Nebula was one of the first pure-play OpenStack companies and during the past four years has received more than $38 million in funding, according to CrunchBase; the company lists Kleiner Perkins Caufield & Byers and Highland Capital Partners as some of its investors.
Nebula built a combined hardware/software appliance meant to allow easy onboarding of OpenStack within an enterprise to create a private cloud. It lists customers such as Lockheed Martin, Johns Hopkins University and DreamWorks Studios as customers on its website.
"When we started this journey four years ago, we set out to usher in a new era of cloud computing by curating and productizing OpenStack for the enterprise," the announcement on Nebula's website reads. "We are deeply disappointed that the market will likely take another several years to mature. As a venture backed start up, we did not have the resources to wait."
Nebula is discontinuing support for already-installed instances of its product, but it says that because the appliance runs OpenStack that it is compatible with products from other vendors in the community, including Red Hat, HP, IBM and others.
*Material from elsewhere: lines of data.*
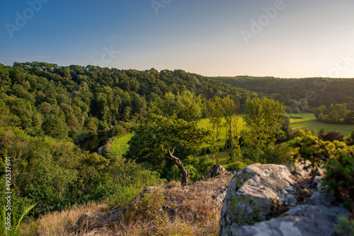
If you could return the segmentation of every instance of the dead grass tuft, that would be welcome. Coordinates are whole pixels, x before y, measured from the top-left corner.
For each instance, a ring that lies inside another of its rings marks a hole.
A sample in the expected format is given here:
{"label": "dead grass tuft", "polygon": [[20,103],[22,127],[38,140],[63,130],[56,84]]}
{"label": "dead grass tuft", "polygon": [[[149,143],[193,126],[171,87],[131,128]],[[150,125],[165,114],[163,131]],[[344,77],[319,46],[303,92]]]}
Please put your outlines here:
{"label": "dead grass tuft", "polygon": [[140,194],[118,211],[122,215],[113,213],[108,220],[98,218],[79,225],[77,220],[87,211],[104,215],[105,206],[74,206],[27,224],[23,235],[217,235],[222,199],[232,178],[228,174],[184,187],[172,181]]}

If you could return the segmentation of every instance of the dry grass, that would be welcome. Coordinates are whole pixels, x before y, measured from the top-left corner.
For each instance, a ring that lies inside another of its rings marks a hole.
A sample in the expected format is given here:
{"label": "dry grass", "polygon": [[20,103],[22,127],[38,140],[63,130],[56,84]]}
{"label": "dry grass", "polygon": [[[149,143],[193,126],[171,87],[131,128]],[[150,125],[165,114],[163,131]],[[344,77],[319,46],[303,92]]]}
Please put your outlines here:
{"label": "dry grass", "polygon": [[[101,211],[103,208],[104,206],[102,204],[92,202],[81,206],[74,205],[69,209],[49,213],[35,221],[28,223],[23,227],[20,234],[21,235],[41,236],[100,235],[100,230],[82,228],[81,232],[79,233],[73,232],[72,228],[80,216],[86,212],[88,211],[93,214],[104,214]],[[107,235],[107,234],[101,235]]]}
{"label": "dry grass", "polygon": [[[26,225],[22,232],[24,235],[41,236],[217,235],[222,201],[217,201],[217,196],[219,198],[224,193],[232,177],[232,175],[227,175],[185,187],[176,182],[166,184],[162,189],[153,190],[164,198],[159,209],[153,214],[142,211],[141,207],[132,214],[127,206],[121,211],[130,213],[127,218],[125,214],[122,217],[111,215],[108,220],[95,219],[77,225],[76,221],[87,211],[104,215],[101,210],[104,206],[91,203],[45,215]],[[153,194],[147,196],[156,198]],[[135,201],[142,201],[141,204],[151,203],[144,197]],[[131,216],[135,217],[132,218]]]}

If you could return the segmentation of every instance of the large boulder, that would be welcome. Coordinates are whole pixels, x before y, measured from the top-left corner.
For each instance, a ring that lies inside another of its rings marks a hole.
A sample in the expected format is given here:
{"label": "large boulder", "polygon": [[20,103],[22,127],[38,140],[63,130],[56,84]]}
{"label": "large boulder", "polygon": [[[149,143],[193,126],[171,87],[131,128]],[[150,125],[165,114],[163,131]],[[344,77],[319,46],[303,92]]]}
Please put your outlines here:
{"label": "large boulder", "polygon": [[270,220],[229,229],[230,235],[239,236],[318,236],[336,235],[333,227],[339,216],[348,216],[341,207],[302,205],[284,216]]}
{"label": "large boulder", "polygon": [[254,164],[237,172],[224,200],[220,235],[232,235],[244,225],[268,220],[280,208],[295,206],[295,180],[285,165]]}

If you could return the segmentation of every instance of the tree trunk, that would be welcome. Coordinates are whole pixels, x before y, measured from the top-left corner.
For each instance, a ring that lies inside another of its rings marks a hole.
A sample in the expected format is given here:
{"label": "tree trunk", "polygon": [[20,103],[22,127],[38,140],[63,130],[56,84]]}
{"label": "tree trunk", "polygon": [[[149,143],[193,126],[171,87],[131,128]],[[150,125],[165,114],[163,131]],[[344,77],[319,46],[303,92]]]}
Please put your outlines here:
{"label": "tree trunk", "polygon": [[173,164],[177,165],[178,167],[179,170],[181,171],[181,173],[182,174],[182,182],[181,182],[182,186],[184,186],[185,184],[188,184],[188,172],[187,170],[183,166],[183,163],[181,162],[181,160],[179,158],[177,158],[173,155],[173,152],[174,152],[174,148],[171,151],[169,148],[168,148],[169,151],[169,159],[171,160]]}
Nebula is not the first cloud computing to shutter though -- Nirvanix, a storage company shut down suddenly in 2013. (Read: It's official: Nirvanix is closing.)
Nebula's shuttering continues a trend of consolidation in the OpenStack market. Others, like Cloudscaling have been purchased (by EMC). Nimbula -- founded by former AWS pioneer Chirs Pinkham -- was bought by Oracle.
Nebula faced stiff competition from companies with much deeper pockets. HP, Red Hat, Cisco, IBM and Rackspace are all investing heavily in selling OpenStack products and building their services on the technology.
The move raises questions for other pure-play OpenStack-based companies -- like Piston Cloud Computing Co. and consultancy Mirantis - that do not have the brand-name and legacy revenue bases as some of their bigger competitors.
IDC analyst Gary Chen says he expects to see additional consolidation in OpenStack. "To win in this market, you have to be in it for the long haul, and that could be problematic for smaller startups," he wrote in an email, adding that he doesn't believe Nebula's demise is an omen for broader OpenStack concerns; Chen is still bullish on the technology. "This market will not develop overnight and will likely grow at a steady pace over a longer time, so companies will need to invest and plan for that in order to survive. The good thing with OpenStack is that it is open and has broad industry participation, but the flip side of that is that it is increasingly harder to differentiate and this news is also a reflection of that as well."